For all the talk about globalization, the foundation for an integrated world financial system doesn't yet exist. As Henry M. Paulson Jr., chairman and CEO of Goldman Sachs Group Inc., says, what we now have is a series of national and regional markets linked in precarious ways. Some of the weak spots were seen during the 1997-98 Asian crisis that caused Federal Reserve Chairman Alan Greenspan and former Treasury Secretary Robert E. Rubin to call for "a new financial architecture." But all along, it has been less important to redesign the exterior of the house than to repair the roof and fix the plumbing. A critical case in point: the fragmented infrastructure for trading of stocks, bonds, and derivatives across borders.
That's why it's worth paying attention to a conference to be held in London on Jan. 31 and Feb. 1 by organizations from the U.S., Europe, Asia, and Latin America that do the back-office work of securities trading--the clearance and settlement that allows buyers and sellers to exchange what they bought and transfer the money efficiently and reliably. It's the first time these specialists will meet to see if and how they can better cooperate. Wish them well, for unless the "pipes" through which money and information are being pushed are substantially upgraded and more centrally managed, at best they will constrict trading volume and at worst they will rupture.

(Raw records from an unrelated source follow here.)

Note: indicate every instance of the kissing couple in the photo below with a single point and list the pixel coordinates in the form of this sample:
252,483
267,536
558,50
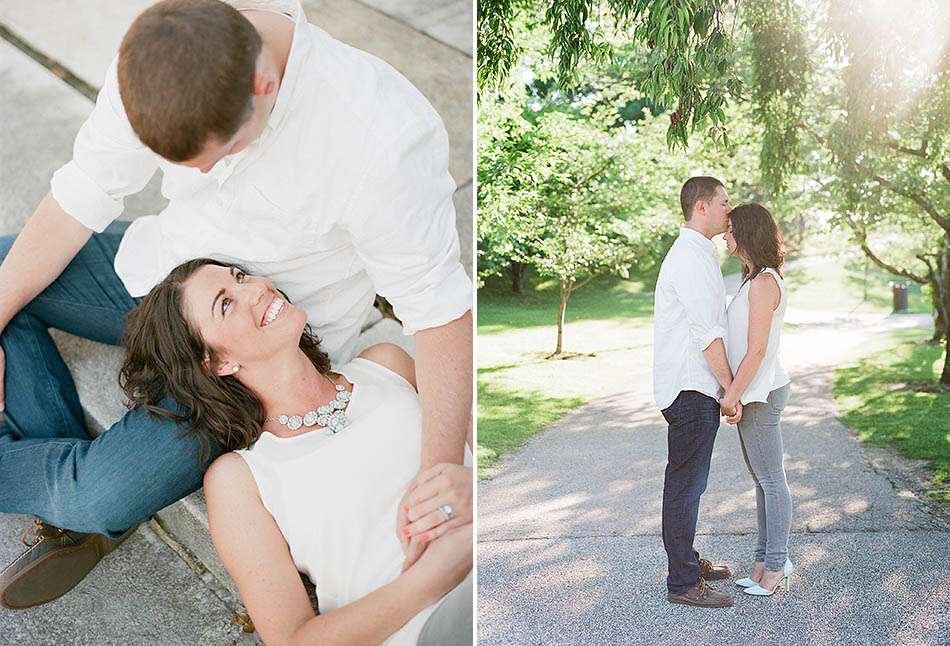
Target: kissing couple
710,361
304,177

The difficulty of managing complex negotiations at the International Monetary Fund or the World Trade Organization pales in comparison with the upcoming talks in London among organizations with different national allegiances, corporate cultures, regulatory pressures, and ownership structures. The same organizations, of course, compete with one another for business. This heterogeneous group will wrestle with a number of questions: What kind of common standards and technological protocols do they need? Should there be new partnerships among them? Should there be one central organization?
INCREASING STRAIN. They will be gathering against the background of soaring volumes of securities trading within and among countries. In the first half of 2000, for example, the U.S. Depository Trust & Clearance Corp. (DTCC), the principle clearer of U.S. equities and bonds, handled 66% more than in the same period in 1999, a year in which it processed an incredible $70 trillion worth of securities. Meanwhile, U.S. trades involving a foreign party have been tripling every three years since the early 1990s.
In a world increasingly turning to global stock markets rather than commercial banks to fund everything from new telecommunications systems to pension plans, we can expect increasing strain on capital markets that rely on disparate software systems, databases, and electronic capabilities. In the U.S., less than 1% of all trades fail to complete on schedule, but in Europe this failure rate is near 20%. A stock trade in the U.S. costs about 5 cents to clear; Europe is 10 times more expensive. In the U.S., the time between a trade and the final exchange of money is approaching one day, but not everyone else can move so fast.
Also, the disorganized global securities-processing industry undercuts the profitability of the big multinational brokerage firms that are forced to put up collateral to buttress their transactions and to provide financial support for so many clearing and settlement organizations around the world. Arthur L. Thomas, chief operating officer of Merrill Lynch & Co.'s Securities Services Div., says that if the global system were more integrated, a conservative estimate of what the brokerage firms could save--assuming only current trading volumes--is more than $5 billion annually.
Jill Considine, chairwoman and CEO of the DTCC, acknowledges that the imperative of a seamless, virtual global infrastructure is not yet in sight. She also indicates that there is no internationally agreed upon vision for what the system should be, much less the next steps to get there. "We're approaching the edge of the map," she said. "We're beginning to sail into the unknown."
Unless major progress is made soon, Robert L. Pierre, vice-president for global operations at State Street Bank in Boston, foresees a major crisis, akin to the breakdown in back-office operations on Wall Street in the 1970s. But George S. Hender, vice-chairman of Options Clearing Corp. in Chicago, says he is more optimistic, as are many other Wall Street experts such as Eileen K. Murray, a managing director who oversees the technical operations of Morgan Stanley Dean Witter.
Given the technological, political, and commercial obstacles to an agreement, however, the big question is whether the system will have to break down before it's fixed. Don't rule that out, for the lesson of previous financial crises is that the people closest to the markets either failed to see--or didn't want to admit--that a debacle was just around the corner.